A Profile of the Author
Notes on “Cheston!”
The ingredients for any single story are so random. You meet someone named Cheston. You write an essay about Donald Barthelme’s incredible story ‘The School,’ and it has you thinking about how that story moves from comic to slightly disturbing to sneakily profound. You think this is cool. Then you watch the first season of True Detective, and it pisses you off, goes from being darkly philosophical to a kind of cliched buddy-cop, southern-gothic bullshit. You hear yourself describe True Detective as a “Nihilist Happy Meal”—and this makes you think: who would order a nihilist happy meal? Next thing you know, you’re reading “Cheston” at Pie and Whiskey and people are laughing at it.
Notes on Reading
How does reading shape craft? Boy, how doesn’t it? I think the first impulse toward writing is to try to recreate those things that moved you as a reader. But I also react to things, think, Oh, no, it should be like this … like that.

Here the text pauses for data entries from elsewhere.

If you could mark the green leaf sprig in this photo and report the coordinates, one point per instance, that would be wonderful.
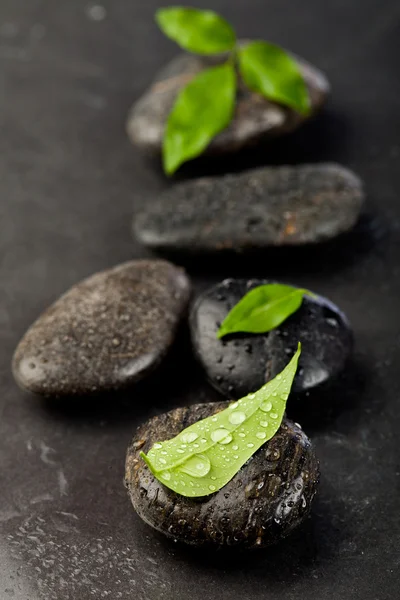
(262, 309)
(207, 455)
(206, 105)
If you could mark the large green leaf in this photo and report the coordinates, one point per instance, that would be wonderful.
(262, 309)
(272, 72)
(199, 31)
(202, 109)
(209, 453)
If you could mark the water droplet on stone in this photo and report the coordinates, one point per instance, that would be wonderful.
(189, 436)
(197, 466)
(237, 417)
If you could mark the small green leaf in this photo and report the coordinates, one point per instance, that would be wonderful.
(202, 109)
(209, 453)
(270, 71)
(199, 31)
(262, 309)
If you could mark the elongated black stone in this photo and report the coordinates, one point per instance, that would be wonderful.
(261, 208)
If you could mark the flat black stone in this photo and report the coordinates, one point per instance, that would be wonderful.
(268, 497)
(261, 208)
(241, 363)
(255, 119)
(106, 332)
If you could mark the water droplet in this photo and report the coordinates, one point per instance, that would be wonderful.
(189, 437)
(219, 434)
(197, 466)
(237, 417)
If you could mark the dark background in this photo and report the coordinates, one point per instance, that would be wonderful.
(69, 183)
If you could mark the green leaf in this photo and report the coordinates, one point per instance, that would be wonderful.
(199, 31)
(209, 453)
(202, 109)
(270, 71)
(262, 309)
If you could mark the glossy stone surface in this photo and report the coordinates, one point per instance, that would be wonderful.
(241, 363)
(257, 209)
(256, 118)
(106, 332)
(269, 496)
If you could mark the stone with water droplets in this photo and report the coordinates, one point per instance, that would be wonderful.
(268, 497)
(256, 118)
(71, 348)
(258, 209)
(319, 325)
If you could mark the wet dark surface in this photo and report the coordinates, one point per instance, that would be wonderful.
(266, 500)
(69, 181)
(241, 363)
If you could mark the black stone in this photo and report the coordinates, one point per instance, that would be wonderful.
(268, 497)
(256, 118)
(106, 332)
(265, 207)
(241, 363)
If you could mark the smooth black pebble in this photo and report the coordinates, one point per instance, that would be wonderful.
(106, 332)
(268, 497)
(241, 363)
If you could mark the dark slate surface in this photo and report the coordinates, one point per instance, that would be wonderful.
(69, 180)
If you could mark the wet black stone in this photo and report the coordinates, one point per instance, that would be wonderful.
(257, 209)
(106, 332)
(242, 363)
(269, 496)
(255, 117)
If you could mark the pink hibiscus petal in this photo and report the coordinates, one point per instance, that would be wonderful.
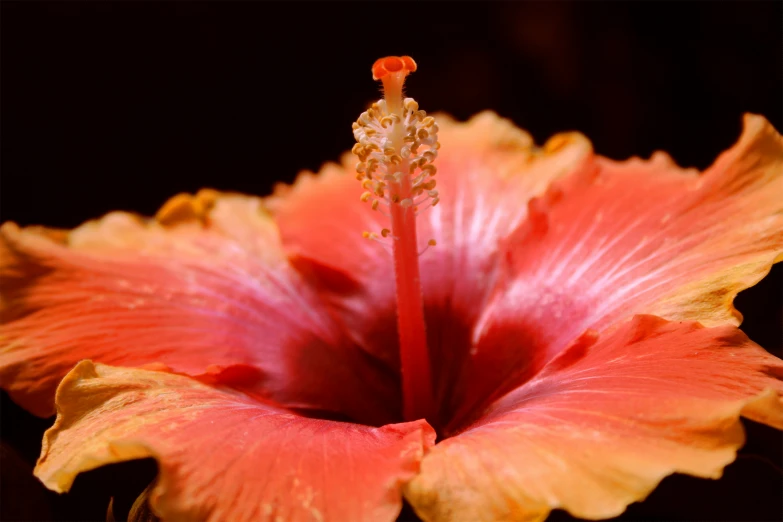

Lately, I’ve been reading a lot of the new memoir-tinged fiction (Knausgaard, Ben Lerner, Rachel Cusk, Jenny Offil, Sheila Heti) and when it’s done well, as those are, I think it can be sort of thrilling, taking away the coy sense of crafting that fiction writers often feel. But I also worry about this as a movement, a shrinking of the writer’s charge as nothing more than a looser memoir. I wrote in a review of TC Boyle’s newest novel that I fear a “selfie” movement in fiction because it seems to shrink the imagination. I think publishing should put a limit on the number of books about writers that can be published in one year.